It’s a very exciting time for Asure Software (NASDAQ: ASUR) after the company reported yet another quarterly result highlighted by substantial growth on its top and bottom lines. In fact, the company’s 50% y/y revenue growth during Q2 2023 to $30.4 million stands as the new record for top-line growth during a quarterly period. On the bottom-line, Asure saw its adjusted EBITDA surge to $6.1 million, which represented a $5.5 million improvement from the second quarter of 2022.
With bullishness continuing to build around Asure and its impressive growth streak, the company’s recently completed capital raise is positioned to help further add fuel to the fire. On August 21st, Asure announced the closing of its public stock offering, which saw the selling of 3,333,333 newly issued shares of ASUR at a price per share of $12.00. This equates to net proceeds of $37.4 million after deducting offering expenses and underwriting fees.

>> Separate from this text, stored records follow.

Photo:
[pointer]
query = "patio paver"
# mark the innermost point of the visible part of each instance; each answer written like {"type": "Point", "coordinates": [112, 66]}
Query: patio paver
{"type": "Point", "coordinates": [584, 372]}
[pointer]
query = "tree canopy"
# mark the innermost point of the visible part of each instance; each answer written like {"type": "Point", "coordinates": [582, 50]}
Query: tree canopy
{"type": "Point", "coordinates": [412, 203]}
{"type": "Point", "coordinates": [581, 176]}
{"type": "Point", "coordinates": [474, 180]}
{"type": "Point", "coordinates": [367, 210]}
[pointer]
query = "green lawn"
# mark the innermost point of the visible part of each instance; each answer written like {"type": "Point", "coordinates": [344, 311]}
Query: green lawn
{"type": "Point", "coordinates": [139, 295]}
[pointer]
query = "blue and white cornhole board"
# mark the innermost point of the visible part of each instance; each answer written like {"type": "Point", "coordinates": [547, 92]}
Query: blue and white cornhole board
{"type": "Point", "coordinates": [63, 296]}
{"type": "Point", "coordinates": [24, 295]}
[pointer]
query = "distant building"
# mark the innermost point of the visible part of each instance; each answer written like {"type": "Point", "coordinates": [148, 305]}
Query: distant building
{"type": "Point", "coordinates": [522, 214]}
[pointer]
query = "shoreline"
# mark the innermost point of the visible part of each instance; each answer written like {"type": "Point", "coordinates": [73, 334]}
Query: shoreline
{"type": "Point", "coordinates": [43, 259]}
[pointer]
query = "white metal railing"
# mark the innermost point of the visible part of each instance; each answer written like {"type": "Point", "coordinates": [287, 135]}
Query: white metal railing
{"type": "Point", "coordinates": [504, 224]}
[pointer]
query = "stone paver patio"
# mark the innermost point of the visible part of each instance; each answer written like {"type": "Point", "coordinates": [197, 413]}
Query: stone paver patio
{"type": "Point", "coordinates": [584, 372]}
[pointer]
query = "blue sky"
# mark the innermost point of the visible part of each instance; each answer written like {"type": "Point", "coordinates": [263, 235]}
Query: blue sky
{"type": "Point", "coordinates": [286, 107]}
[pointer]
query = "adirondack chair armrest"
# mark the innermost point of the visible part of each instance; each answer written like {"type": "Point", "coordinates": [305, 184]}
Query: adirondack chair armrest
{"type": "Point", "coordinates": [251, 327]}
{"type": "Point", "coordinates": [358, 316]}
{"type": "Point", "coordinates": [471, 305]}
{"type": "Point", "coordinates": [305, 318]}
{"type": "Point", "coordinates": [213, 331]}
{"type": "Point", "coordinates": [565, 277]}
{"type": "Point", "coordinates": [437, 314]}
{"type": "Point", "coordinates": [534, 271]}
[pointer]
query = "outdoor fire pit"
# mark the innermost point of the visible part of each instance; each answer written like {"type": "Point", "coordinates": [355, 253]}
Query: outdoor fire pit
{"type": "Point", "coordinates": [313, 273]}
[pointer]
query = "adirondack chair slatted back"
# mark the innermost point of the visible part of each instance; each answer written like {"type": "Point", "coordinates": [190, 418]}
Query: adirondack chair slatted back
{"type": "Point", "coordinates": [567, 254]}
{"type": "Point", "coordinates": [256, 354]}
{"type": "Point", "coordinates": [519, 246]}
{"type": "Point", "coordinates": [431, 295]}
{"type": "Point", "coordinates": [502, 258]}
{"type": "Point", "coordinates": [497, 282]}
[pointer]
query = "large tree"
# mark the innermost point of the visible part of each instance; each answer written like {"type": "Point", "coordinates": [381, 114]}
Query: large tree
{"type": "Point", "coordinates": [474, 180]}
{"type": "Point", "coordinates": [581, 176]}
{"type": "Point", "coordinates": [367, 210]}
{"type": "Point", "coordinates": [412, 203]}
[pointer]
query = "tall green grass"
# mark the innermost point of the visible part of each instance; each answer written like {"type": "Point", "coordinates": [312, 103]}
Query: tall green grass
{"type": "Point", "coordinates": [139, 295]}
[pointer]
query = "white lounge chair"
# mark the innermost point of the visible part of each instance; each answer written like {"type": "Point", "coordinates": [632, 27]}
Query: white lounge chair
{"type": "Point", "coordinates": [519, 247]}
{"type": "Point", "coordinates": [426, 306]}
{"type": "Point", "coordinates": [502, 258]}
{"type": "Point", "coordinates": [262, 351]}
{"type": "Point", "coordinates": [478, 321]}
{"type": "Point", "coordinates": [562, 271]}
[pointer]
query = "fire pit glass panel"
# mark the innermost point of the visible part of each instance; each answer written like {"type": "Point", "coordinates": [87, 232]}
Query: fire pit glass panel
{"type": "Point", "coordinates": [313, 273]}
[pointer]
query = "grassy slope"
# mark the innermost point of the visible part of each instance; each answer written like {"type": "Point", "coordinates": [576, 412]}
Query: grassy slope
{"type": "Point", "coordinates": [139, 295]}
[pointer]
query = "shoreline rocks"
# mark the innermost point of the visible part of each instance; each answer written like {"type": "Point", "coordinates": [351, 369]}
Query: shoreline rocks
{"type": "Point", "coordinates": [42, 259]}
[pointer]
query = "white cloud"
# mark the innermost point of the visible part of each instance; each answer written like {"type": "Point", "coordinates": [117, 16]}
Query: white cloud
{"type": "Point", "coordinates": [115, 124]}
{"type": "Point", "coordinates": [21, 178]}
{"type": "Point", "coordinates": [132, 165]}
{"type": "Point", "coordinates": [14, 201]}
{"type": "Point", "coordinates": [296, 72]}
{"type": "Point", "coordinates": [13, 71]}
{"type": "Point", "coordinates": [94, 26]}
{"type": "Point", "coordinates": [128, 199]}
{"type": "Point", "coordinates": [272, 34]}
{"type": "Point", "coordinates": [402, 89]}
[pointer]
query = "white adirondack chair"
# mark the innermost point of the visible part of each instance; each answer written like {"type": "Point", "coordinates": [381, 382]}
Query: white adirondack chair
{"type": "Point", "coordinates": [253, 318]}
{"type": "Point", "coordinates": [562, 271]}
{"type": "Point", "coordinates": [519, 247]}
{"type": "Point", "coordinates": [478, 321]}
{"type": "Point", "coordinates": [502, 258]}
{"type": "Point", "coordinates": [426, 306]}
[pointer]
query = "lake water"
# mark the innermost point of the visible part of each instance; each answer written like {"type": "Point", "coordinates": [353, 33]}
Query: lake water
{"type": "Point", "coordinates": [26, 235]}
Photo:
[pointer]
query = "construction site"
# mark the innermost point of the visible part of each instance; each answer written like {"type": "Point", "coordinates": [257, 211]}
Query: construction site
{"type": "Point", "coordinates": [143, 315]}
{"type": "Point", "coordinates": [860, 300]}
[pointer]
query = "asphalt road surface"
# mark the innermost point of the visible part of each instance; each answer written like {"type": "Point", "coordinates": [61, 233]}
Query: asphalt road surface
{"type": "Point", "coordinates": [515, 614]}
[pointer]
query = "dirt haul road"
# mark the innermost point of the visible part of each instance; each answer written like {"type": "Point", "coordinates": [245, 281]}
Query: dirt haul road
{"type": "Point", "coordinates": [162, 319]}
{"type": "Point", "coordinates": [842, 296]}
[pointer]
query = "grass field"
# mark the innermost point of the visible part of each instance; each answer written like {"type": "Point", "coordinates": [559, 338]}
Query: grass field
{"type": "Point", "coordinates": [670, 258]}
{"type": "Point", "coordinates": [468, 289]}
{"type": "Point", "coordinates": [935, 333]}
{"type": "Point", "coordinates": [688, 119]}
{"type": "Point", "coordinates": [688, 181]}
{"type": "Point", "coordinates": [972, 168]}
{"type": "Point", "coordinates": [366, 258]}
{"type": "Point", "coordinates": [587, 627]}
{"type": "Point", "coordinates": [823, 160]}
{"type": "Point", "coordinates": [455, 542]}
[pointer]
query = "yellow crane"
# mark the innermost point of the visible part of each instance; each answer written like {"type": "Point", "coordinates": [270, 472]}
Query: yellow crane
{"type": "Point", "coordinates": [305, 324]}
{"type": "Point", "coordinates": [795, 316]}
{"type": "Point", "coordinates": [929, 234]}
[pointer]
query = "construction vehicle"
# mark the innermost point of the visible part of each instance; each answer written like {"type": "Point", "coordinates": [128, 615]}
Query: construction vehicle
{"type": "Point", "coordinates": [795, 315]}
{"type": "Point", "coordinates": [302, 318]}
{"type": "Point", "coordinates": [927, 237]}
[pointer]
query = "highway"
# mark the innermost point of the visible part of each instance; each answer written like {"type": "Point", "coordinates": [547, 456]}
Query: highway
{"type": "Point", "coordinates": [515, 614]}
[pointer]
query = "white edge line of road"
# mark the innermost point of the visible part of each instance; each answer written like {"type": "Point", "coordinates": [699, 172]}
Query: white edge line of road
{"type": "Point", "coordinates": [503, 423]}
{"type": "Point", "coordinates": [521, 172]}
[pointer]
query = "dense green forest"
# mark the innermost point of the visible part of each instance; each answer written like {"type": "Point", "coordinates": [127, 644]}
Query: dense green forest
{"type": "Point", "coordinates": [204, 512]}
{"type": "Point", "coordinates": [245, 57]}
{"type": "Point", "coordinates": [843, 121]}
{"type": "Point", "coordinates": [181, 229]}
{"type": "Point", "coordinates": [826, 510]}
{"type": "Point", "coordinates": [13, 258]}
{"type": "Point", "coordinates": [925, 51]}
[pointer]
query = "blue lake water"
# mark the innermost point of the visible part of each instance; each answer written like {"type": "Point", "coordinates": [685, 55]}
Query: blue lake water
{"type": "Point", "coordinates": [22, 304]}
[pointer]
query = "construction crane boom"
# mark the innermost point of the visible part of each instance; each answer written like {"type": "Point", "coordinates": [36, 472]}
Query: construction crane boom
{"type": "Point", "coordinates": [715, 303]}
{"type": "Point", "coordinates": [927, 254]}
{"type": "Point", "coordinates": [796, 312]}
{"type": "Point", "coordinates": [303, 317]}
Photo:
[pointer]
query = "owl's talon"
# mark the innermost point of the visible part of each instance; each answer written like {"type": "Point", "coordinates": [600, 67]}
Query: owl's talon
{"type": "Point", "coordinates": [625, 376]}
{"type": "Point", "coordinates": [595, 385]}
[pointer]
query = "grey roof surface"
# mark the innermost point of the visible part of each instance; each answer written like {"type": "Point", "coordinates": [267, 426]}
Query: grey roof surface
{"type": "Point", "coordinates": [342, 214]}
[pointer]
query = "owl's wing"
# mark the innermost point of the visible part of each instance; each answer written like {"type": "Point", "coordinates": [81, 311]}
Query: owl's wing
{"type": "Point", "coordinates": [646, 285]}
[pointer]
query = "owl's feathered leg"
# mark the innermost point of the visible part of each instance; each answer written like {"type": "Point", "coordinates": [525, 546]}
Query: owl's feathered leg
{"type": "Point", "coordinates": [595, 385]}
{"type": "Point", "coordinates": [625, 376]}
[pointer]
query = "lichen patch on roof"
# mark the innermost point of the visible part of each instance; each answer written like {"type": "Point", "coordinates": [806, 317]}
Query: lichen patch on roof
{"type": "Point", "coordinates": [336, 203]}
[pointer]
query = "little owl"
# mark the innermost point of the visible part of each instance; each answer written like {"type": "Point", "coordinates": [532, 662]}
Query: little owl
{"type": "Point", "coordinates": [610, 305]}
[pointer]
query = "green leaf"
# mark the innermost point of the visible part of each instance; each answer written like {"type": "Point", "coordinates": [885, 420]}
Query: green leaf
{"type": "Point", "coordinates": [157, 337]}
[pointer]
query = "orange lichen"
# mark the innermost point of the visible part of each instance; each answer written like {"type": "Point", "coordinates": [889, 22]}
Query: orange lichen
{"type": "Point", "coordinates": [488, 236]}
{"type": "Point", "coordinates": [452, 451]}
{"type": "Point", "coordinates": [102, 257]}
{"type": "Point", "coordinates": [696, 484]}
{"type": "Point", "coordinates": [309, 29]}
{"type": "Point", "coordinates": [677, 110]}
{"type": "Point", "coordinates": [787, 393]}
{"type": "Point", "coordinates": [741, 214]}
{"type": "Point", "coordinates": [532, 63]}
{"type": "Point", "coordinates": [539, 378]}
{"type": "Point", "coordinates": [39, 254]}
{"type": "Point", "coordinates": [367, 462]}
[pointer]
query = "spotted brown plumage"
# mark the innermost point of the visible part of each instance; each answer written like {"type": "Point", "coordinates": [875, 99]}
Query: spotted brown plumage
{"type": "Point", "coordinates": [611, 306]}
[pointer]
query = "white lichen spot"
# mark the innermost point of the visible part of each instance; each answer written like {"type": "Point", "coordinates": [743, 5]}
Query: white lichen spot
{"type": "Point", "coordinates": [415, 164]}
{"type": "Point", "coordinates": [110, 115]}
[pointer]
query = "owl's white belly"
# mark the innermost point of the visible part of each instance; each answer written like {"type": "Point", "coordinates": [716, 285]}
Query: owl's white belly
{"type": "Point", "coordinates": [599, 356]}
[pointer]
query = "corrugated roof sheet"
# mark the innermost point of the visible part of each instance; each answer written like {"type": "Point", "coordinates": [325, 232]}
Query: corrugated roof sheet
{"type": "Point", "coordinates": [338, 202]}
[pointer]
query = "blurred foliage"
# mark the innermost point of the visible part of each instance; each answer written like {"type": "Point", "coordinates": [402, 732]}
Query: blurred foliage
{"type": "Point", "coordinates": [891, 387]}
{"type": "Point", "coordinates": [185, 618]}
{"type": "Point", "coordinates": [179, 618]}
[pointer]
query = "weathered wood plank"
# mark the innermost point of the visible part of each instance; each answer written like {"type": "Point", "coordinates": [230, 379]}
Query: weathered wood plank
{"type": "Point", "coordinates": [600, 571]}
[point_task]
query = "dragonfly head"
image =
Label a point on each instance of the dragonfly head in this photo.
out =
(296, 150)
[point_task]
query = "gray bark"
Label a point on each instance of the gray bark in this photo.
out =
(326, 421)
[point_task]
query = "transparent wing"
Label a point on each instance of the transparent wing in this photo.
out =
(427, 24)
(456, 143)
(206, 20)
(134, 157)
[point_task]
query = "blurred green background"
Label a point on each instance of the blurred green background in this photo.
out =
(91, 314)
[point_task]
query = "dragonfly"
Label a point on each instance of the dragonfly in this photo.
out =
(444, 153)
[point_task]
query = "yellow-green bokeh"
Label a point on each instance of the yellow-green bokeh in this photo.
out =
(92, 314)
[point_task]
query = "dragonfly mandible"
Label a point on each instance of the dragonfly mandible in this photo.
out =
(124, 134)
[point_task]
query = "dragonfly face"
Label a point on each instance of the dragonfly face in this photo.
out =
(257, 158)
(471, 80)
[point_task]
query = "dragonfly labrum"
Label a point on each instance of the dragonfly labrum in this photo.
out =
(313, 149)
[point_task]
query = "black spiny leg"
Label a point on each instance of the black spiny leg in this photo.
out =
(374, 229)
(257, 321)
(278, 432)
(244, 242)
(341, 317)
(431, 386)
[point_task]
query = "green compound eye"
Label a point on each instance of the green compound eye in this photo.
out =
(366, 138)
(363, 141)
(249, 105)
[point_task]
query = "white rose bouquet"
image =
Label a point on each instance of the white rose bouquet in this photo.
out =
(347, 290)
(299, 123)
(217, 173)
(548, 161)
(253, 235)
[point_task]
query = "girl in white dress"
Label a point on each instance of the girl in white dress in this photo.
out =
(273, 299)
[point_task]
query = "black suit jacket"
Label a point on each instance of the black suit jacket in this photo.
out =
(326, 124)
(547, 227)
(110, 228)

The announcement, while initially met with some bearishness, has Wall Street pleased about the company’s prospects, as Asure has stated its intentions to utilize the proceeds to pay off high-interest debt and engage in further acquisition and/or investment activities. Here is what retail investors need to know about this capital raise and why it will likely help continue fueling Asure’s momentum.
Taking A Deeper Look Into The Debt In Focus
On September 10, 2021, Asure entered into a Loan and Security Agreement with Structural Captial Investments III, LP, and Ocean II PLO, LLC that provided the terms of lending up to $40 million with an interest rate of the prime rate plus 5.75%. According to Wall Street analyst, Jeff Van Rhee of Craig-Hallum, Asure’s outstanding balance from this credit facility stood at $32.2 million, as of June 30, 2023. Furthermore, the interest on this debt stood at around 14% cash rate and a 1% PIK (floating rate of prime + 5.75%), as of the end of the second quarter 2023.
As a result of removing this debt, Asure would remove a significant interest expense liability from its balance sheet, which would significantly strengthen its ledger.
Craig-Hallum Raises EPS Estimates In Recent Report
In an updated report issued on August 22, 2023, Jeff Van Rhee of Craig-Hallum, maintained a “buy” rating on the stock after raising the price target to $19 following the Q2 2023 financial results.
Mr. Van Rhee updated his full-year 2023 EPS estimate from $0.46 per share to $0.47 and from $0.52 to $0.61 per share for the full-year 2024. On a top-line revenue basis, the Wall Street analyst estimates full-year 2023 revenue of $118 million and $129.5 million in 2024. This gives Asure an estimated enterprise value-to-revenue ratio of 2.2x for full-year 2023 and 2.0x for 2024.
“The pace of product innovation is the best we’ve seen in our six years of coverage, as is the talent level and execution in sales. We find the shares highly attractive trading at 10x EBITDA while peers are at 22x. We see shares headed materially higher,” noted the updated report.
Overall, Asure continues to be on an impressive track, with even further growth estimated to continue over the coming quarters by Wall Street analysts. The potential removal of high-interest debt would be a critical example highlighting the continued strengthening of the company’s balance sheet and financial position. As we look forward to the remainder of 2023 and into 2024, the outlook for Asure continues to be very promising.